O Código de Defesa do Consumidor reconhece que o superendividamento é um fenômeno de interesse coletivo, cujo tratamento é responsabilidade de toda a sociedade. Partindo do princípio de que todos agiram de boa-fé, tanto devedores quanto credores, a lei adotou a conciliação como ferramenta principal para superação desse cenário.

A conciliação é um convite para que credores e devedores atuem de forma cooperativa na solução do superendividamento, construindo conjuntamente um plano de pagamento adequado ao caso.

Dos devedores, esperam-se medidas no intuito de promover a organização de suas finanças pessoais, a fim de viabilizar a construção de um plano de pagamento que permita a quitação dos seus débitos e preserve seu mínimo existencial. Nesse ponto, o Poder Judiciário do Distrito Federal conta com oficinas de educação financeira que buscam capacitar os usuários e as usuárias a realizarem uma avaliação profunda de suas escolhas e despesas pessoais e, com isso, dar o primeiro passo no seu processo de recuperação financeira.

Dos credores, espera-se a compreensão de que o superendividamento não tem solução nas condições regulares do mercado e que seu tratamento depende de regras de negócio específicas para atender tal público. A simples repactuação não é suficiente para uma solução definitiva do problema, especialmente nos casos em que o nível de endividamento alcança proporções incompatíveis com a realidade de renda do consumidor. Afinal, a maior parte dos processos de superendividamento passa por renegociações sucessivas que, no final, em nada contribuem para ultrapassar as dificuldades.

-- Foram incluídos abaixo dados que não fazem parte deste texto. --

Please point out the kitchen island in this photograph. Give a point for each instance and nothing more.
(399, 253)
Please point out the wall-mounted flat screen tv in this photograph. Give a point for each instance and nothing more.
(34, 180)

As diversas experiências realizadas pelo Poder Judiciário apontam que a conciliação realizada na presença de todos os credores é capaz de construir soluções mais bem ajustadas a cada caso. Durante os 6 anos de execução Programa de Prevenção e Tratamento dos Consumidores Superendividados pelo TJDFT, foram negociados mais de 35 milhões de reais em dívidas, demonstrando que a conciliação é capaz de promover uma recuperação responsável do crédito, atendendo os interesses dos envolvidos.

Com a publicação da Lei n. 14.181/21, o Tribunal de Justiça do Distrito Federal e dos Territórios inicia uma nova fase do programa, adaptada aos desafios de um mundo cada vez mais virtual, mas preservando o modelo de atendimento com foco na pessoa. Acima de tudo, mantém-se a firme crença no diálogo e na cooperação como ferramentas ideais para a solução eficiente dos conflitos.

Gabriel Moreira Carvalho Coura  é Juiz de Direito Substituto do TJDFT, coordenador do 4º núcleo virtual de mediação e conciliação.